First is the need for some approach more credible and authoritative than what appears to be running at present, for purposes of returning the aircraft to airline service. The FAA has the leading role at this juncture but the other CAAs who also are evaluating the reconfigured (or perhaps some other verb is more technically sufficient) airplane will have their own point of view based on their own testing. The international system of certification and acceptances by other CAAs has broken down, hasn't it? - and to be replaced by what? As a subset, the process on this aircraft's return to service, to date, does not seem to have warranted a resurgence of confidence in the FAA. The looming reform legislation (probably in the next Congress after the November election, not before) will try to address . . . where to start?

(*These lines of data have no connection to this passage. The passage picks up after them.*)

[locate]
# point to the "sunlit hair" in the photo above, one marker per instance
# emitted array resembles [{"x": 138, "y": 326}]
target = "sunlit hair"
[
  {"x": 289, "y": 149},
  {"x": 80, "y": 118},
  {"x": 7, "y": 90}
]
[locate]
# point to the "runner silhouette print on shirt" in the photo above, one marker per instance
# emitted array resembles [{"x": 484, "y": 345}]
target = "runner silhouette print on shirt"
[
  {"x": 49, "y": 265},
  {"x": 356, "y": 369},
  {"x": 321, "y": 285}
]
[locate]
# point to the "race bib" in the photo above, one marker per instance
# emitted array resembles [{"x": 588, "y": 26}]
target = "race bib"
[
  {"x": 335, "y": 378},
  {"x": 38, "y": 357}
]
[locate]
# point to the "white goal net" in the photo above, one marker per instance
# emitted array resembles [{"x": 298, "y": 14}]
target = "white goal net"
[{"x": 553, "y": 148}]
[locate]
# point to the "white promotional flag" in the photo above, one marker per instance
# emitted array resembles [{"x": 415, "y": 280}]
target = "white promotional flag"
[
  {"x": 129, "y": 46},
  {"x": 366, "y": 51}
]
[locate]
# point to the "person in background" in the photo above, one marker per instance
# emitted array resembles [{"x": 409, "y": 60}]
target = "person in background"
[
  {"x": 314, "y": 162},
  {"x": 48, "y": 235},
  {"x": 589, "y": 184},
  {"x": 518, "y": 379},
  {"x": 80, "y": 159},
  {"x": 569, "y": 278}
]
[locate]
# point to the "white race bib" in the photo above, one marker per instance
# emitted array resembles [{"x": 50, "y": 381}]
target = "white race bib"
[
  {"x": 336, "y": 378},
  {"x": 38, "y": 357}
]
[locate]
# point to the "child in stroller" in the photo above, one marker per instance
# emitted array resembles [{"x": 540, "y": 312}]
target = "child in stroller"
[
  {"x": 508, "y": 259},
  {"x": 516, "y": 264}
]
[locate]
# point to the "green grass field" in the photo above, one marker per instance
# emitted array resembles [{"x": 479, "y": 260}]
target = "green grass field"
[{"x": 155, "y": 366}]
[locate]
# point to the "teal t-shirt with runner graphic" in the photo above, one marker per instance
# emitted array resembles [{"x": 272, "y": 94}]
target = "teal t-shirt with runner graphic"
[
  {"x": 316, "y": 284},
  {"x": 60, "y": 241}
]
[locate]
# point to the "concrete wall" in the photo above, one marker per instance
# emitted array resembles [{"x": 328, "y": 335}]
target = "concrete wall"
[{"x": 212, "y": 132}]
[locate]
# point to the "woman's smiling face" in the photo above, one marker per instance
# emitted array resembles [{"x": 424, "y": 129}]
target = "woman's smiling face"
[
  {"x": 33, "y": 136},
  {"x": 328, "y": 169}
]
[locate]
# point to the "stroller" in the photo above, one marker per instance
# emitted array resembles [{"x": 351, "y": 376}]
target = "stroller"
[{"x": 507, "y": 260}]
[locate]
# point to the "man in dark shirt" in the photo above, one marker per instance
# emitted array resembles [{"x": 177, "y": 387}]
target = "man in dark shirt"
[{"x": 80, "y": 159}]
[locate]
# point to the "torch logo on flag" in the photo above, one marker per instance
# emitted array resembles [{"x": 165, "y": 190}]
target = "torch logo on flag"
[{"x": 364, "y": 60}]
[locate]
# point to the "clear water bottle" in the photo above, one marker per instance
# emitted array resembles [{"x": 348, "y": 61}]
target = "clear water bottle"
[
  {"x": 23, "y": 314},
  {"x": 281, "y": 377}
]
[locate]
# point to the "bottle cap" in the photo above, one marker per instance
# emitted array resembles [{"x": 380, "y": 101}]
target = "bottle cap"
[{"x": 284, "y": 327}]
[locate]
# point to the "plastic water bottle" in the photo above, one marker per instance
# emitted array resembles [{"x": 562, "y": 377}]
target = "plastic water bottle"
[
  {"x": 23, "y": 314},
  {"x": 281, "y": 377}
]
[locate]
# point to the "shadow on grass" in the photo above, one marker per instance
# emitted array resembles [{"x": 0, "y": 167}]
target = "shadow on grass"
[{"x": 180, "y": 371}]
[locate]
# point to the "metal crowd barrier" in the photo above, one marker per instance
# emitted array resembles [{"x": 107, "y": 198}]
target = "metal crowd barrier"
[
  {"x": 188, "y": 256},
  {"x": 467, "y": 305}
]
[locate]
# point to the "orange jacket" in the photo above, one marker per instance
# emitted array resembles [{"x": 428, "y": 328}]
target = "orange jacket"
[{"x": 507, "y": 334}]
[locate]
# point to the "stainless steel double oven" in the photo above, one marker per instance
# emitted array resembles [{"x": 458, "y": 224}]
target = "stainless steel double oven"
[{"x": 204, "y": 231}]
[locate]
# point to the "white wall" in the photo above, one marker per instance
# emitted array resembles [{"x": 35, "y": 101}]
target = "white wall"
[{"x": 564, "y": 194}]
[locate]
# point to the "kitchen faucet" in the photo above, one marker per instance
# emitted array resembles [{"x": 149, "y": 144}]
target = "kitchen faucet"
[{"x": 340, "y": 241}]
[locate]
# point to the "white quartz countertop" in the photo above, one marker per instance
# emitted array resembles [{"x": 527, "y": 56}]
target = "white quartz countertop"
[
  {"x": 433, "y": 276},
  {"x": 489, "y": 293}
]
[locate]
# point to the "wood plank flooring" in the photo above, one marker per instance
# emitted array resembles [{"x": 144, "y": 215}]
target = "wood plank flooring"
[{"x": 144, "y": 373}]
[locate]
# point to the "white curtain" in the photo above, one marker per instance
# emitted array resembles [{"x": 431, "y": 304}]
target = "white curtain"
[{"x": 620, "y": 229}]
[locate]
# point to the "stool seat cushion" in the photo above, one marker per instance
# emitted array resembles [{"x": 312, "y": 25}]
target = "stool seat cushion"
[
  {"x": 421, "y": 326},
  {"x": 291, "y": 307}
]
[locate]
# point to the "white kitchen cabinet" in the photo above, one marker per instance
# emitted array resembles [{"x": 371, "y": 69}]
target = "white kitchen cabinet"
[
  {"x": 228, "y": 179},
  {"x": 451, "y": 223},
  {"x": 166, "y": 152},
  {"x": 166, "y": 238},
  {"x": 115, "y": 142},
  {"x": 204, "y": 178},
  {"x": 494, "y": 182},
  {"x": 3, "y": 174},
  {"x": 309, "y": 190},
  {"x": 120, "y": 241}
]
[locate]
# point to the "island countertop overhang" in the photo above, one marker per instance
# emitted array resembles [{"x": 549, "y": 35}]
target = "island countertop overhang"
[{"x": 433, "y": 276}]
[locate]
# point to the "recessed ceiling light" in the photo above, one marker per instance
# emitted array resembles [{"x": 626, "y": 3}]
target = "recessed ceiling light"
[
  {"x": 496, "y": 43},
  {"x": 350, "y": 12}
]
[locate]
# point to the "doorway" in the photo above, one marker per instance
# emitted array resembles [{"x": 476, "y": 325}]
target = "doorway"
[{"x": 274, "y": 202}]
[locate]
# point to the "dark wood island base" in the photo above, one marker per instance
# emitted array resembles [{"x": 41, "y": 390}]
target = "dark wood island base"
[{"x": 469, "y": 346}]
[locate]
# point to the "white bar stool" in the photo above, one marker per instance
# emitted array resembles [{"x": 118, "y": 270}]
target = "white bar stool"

Then there is the problem of the Boeing boardroom, top management, and culture. There is no shortage of recitals of the tale of how the company drifted away, or was pulled away, from its roots in excellence, if not superiority, in engineering. Less prevalent are sober gameplans for restoration. Cleaning house is the oft-recited solution kickoff, but to be followed by what, exactly? This is not to say those who tell the story of the long-term decline of the company have no plan other than to try to turn the clock back, one mistake of the past at a time. It is to wonder what is the gameplan to make Boeing 2021 a company at least on the road to restoration.

Not least, the problems of the 737 MAX appear closely linked up to the growing role of automated systems in the control of transport category airplanes. The proliferation of systems which can control flight with limited or no pilot input can create new problems, or so the MAX crashes would suggest: things were happening too quickly and in too complicated a manner for the knowledge and abilities acquired in training to be sufficient. Of course that is not a statement of all the causal factors (like, uh, MACS wasn't a known entity whatsoever to the pilots) but it is factual (correct me if I'm wrong). And won't this mismatch get worse? - as more cockpit automation intersects with pilots who get type rated but without having acquired much (let alone a lot) of airmanship instincts.

(Two big problems not listed here because I think they're connected to the MAX situation but not about the MAX as such: the corporate governance model and whether so-called "stakeholder capitalism" would make any difference, good or bad; and what kind of magic will it take to restore the airline world to something akin to pre-pandemic levels of operation.)